Paul, Apostle of Christ was written by Terence Berden and Andrew Hyatt. Like Caviezel, they are Catholic. Hyatt also directed.
Review
We meet Paul during the last stage of his life. Nero is waging his reign of terror on all Christians; he blamed Paul and the Christians for tragically setting Rome on fire; and he condemned Paul to death. In real history, Saint Peter is also condemned, but he’s nowhere in the movie.
Jim Caviezel and James Faulkner are superb actors who look the parts of Luke and Paul, but were given a bad script. If Paul, Apostle of Christ was my introduction to both of these men so profound in history, I wouldn’t quite know what they believed, what they preached and why they were willing to suffer torture and die for it. In the movie, Paul mostly speaks about some amorphous cause of love instead of Jesus Christ, true God and true man. I watched Faulkner and Caviezel completely captivated by them as performers while waiting for the Apostle who wrote the Epistles of Saint Paul and waiting for the man that Luke describes in The Acts of the Apostles. The depiction of Saint Paul’s flashback to his spectacular conversion is underwhelming because it is shot in close-ups and the voice of Christ is mild rather than commanding.

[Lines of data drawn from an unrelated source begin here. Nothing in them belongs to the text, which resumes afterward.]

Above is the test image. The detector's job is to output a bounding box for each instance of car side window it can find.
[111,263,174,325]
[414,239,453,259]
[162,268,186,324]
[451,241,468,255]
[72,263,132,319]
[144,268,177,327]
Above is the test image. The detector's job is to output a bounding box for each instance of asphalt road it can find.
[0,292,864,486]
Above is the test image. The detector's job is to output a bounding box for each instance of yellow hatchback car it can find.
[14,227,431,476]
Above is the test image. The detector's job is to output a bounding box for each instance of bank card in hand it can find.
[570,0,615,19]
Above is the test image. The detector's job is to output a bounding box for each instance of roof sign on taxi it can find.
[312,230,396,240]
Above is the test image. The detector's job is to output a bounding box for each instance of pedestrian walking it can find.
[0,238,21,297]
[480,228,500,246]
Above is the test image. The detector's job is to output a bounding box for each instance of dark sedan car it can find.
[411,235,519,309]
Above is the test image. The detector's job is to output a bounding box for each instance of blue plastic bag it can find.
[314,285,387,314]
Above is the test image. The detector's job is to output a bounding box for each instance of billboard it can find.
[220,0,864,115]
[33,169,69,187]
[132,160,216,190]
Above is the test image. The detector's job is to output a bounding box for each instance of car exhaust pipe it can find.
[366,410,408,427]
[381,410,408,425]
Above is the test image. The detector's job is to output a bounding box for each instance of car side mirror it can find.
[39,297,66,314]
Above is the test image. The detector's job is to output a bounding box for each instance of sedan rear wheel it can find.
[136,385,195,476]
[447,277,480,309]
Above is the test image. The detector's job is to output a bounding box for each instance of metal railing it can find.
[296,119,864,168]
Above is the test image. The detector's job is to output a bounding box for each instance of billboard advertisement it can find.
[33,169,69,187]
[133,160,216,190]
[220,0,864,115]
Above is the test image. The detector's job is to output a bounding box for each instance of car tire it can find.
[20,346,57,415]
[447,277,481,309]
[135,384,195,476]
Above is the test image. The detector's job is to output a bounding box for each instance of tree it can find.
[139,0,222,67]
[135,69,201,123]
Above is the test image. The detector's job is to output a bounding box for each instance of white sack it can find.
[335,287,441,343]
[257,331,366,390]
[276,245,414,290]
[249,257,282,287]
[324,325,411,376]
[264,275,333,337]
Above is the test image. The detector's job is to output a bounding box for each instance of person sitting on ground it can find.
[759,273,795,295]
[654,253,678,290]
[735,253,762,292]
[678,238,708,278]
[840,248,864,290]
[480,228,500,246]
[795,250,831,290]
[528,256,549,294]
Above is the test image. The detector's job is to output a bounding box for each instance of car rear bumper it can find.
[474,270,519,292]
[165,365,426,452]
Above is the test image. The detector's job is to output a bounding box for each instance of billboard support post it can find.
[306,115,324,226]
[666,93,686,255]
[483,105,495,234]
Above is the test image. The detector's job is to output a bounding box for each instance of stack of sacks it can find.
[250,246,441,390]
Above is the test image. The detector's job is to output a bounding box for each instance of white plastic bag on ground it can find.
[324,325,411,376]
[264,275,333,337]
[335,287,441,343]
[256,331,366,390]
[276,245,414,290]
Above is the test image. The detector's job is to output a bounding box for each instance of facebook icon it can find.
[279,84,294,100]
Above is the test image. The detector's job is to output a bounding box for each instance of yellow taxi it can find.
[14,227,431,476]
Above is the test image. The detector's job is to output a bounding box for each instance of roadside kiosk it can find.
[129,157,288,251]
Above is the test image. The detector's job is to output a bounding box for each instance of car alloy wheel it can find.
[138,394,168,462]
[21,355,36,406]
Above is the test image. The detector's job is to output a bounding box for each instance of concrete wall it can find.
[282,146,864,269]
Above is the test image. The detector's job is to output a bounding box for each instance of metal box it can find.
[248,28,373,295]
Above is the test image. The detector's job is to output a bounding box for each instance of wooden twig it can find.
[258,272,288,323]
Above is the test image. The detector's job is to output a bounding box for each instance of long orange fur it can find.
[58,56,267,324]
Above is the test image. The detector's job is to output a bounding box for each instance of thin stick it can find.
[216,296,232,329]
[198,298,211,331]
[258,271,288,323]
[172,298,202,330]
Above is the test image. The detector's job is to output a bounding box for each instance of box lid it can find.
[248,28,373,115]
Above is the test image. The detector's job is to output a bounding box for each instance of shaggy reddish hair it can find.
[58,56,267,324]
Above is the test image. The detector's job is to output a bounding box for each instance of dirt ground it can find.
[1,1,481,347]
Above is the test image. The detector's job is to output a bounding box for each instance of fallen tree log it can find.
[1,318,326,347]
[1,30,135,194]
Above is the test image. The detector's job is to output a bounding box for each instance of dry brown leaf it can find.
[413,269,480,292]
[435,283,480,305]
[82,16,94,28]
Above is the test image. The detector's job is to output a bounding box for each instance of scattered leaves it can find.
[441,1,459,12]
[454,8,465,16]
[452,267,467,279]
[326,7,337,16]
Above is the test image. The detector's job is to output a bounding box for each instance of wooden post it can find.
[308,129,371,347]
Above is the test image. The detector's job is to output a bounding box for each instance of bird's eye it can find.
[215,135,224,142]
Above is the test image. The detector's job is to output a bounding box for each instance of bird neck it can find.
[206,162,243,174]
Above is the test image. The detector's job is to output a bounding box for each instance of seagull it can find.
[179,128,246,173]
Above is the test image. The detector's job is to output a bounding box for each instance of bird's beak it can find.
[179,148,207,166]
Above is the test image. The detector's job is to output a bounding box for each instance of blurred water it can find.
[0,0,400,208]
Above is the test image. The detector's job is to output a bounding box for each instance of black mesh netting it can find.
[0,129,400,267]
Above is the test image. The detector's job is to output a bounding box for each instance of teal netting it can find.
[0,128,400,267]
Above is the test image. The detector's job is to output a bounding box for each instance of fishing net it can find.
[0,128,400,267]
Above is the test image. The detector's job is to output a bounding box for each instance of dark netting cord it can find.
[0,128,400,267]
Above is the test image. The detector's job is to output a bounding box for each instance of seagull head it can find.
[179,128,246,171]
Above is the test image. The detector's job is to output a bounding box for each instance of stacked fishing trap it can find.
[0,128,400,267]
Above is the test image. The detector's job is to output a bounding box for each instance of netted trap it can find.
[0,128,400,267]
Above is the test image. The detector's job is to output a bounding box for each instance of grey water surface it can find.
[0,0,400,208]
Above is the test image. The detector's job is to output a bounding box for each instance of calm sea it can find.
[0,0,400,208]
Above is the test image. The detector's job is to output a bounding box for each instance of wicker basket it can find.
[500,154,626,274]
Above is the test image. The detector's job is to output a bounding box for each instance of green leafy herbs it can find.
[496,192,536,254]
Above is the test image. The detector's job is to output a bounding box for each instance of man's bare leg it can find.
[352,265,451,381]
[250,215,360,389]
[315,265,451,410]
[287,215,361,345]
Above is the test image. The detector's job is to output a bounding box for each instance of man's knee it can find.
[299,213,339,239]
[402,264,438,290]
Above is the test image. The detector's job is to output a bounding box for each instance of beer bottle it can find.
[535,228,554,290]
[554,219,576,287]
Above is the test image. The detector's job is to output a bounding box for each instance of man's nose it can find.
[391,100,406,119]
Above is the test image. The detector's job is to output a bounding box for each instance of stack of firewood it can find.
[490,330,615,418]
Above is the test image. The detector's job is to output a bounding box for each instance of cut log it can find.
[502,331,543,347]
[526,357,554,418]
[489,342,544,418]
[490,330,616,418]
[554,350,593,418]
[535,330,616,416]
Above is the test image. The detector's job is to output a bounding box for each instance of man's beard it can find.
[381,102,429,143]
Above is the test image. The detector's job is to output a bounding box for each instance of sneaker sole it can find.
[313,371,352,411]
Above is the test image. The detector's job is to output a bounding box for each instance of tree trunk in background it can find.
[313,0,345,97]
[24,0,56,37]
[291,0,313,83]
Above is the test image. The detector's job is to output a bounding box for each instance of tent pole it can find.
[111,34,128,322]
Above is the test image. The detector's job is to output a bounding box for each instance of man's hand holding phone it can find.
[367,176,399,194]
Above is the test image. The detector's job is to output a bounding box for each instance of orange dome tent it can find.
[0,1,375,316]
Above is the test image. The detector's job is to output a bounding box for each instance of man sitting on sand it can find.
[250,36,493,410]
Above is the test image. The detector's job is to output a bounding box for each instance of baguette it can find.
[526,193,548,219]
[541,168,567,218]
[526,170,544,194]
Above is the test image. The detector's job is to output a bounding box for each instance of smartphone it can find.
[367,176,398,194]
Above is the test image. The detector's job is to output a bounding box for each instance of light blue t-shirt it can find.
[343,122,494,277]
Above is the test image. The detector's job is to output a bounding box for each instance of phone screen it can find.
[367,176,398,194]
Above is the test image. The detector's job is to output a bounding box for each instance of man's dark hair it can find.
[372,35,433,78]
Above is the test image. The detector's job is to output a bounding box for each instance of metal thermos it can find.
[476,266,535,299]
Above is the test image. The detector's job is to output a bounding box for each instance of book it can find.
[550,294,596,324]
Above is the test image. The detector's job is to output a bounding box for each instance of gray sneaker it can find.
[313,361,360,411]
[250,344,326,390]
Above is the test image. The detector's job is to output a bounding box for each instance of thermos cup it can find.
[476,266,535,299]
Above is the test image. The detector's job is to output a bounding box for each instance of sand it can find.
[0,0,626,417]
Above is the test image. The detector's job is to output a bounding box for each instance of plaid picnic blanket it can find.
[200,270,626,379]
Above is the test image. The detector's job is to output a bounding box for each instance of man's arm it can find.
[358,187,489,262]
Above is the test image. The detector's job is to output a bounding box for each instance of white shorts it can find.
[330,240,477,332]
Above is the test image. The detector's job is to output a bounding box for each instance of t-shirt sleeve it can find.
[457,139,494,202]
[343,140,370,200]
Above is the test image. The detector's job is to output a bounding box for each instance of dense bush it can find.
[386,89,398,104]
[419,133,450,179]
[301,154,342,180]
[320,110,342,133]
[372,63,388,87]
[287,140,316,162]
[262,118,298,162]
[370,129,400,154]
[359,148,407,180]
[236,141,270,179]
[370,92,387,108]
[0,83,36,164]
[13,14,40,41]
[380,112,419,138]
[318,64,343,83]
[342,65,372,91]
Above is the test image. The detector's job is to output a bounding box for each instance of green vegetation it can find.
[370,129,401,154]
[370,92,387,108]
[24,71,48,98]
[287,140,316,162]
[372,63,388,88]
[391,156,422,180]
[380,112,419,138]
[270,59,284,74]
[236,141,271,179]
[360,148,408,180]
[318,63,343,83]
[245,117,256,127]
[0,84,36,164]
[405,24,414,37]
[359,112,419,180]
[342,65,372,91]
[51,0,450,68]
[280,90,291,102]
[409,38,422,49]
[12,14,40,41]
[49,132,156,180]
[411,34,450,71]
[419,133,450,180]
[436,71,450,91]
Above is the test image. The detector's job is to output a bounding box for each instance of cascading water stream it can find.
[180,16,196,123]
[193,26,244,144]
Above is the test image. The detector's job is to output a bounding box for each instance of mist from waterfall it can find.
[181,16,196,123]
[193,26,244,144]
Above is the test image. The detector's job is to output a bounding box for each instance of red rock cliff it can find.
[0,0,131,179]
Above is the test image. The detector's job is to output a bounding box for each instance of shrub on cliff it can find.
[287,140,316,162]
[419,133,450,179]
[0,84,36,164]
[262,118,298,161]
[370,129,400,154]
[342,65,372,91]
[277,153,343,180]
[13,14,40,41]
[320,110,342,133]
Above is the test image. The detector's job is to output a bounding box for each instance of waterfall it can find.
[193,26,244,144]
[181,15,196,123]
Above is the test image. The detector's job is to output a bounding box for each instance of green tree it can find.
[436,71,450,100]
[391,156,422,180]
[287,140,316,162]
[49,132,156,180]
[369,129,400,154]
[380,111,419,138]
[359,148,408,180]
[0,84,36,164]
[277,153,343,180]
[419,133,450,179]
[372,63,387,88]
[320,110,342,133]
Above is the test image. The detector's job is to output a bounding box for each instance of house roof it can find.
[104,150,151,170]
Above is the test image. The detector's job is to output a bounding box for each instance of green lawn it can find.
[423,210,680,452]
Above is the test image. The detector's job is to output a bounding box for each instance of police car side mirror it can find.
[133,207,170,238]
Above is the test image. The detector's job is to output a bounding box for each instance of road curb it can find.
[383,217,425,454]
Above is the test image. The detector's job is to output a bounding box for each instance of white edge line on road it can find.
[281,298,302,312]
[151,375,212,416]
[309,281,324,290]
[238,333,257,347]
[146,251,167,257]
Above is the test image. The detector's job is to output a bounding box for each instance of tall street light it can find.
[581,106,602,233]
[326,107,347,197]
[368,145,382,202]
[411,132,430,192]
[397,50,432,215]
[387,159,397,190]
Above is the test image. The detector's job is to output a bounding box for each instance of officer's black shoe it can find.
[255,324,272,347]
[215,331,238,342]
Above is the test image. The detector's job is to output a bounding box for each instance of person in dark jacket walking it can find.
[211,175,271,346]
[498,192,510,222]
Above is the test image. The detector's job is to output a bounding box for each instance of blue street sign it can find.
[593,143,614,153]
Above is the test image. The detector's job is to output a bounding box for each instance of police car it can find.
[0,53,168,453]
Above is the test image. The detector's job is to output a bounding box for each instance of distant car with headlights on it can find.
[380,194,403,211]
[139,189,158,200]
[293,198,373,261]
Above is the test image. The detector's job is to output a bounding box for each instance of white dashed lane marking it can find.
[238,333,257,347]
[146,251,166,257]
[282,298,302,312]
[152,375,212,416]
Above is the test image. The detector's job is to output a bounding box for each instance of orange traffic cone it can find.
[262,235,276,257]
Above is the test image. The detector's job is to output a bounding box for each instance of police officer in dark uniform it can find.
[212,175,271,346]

Much of the problem is fictional subplots. Luke arrives in Rome to attend to Paul, and he goes to the home of Aquila and Priscilla, who shelter many Christians. Except, to the best of my knowledge, these friends of Paul (played by John Lynch and Joanne Whalley) were expelled from Rome 15 years earlier and yet the movie has Priscilla debating with her husband whether they should separate because she wants to stay and he wants to leave the dangerous city. (See Saint Paul’s salutes to this couple in Acts 18; Romans 16; 1 Corinthians 16; and 2 Timothy 4.)
Two young, embittered hotheads are among the Christians. They allegedly attempted to rescue Paul from prison and killed some of the guards. Paul refutes this violence when he and Luke are confronted by the magistrate and jailer. This plays out as if Paul believes Christians should submit to whatever persecution comes upon them, yet the real Paul did everything in his power to avoid and escape his murderous enemies.
The most disappointing scene for me is Luke and Paul inexplicably walking in a sunny Roman garden outside the dark prison. It seems the filmmakers wanted to add some humor and joy to the movie. Instead, Luke and Paul sound like 21st century PR mavens plotting technique.
Even the trailer below is misleading because Luke never predicted in his writings that Saint Paul would “change the history of world,” albeit he did. Priscilla wasn’t in Rome to say that they were “the only light left in the city.” Really Saint Paul, Saint Peter and others tortured and executed by Nero were witnesses to Jesus as “the light of the world” (John 8:12, 9:5).
Despite my objections, again, I was totally captivated and I sobbed when Paul was executed. At least Paul, Apostle of Christ succeeds in reminding me of martyrs who suffered throughout the ages and those who suffer today.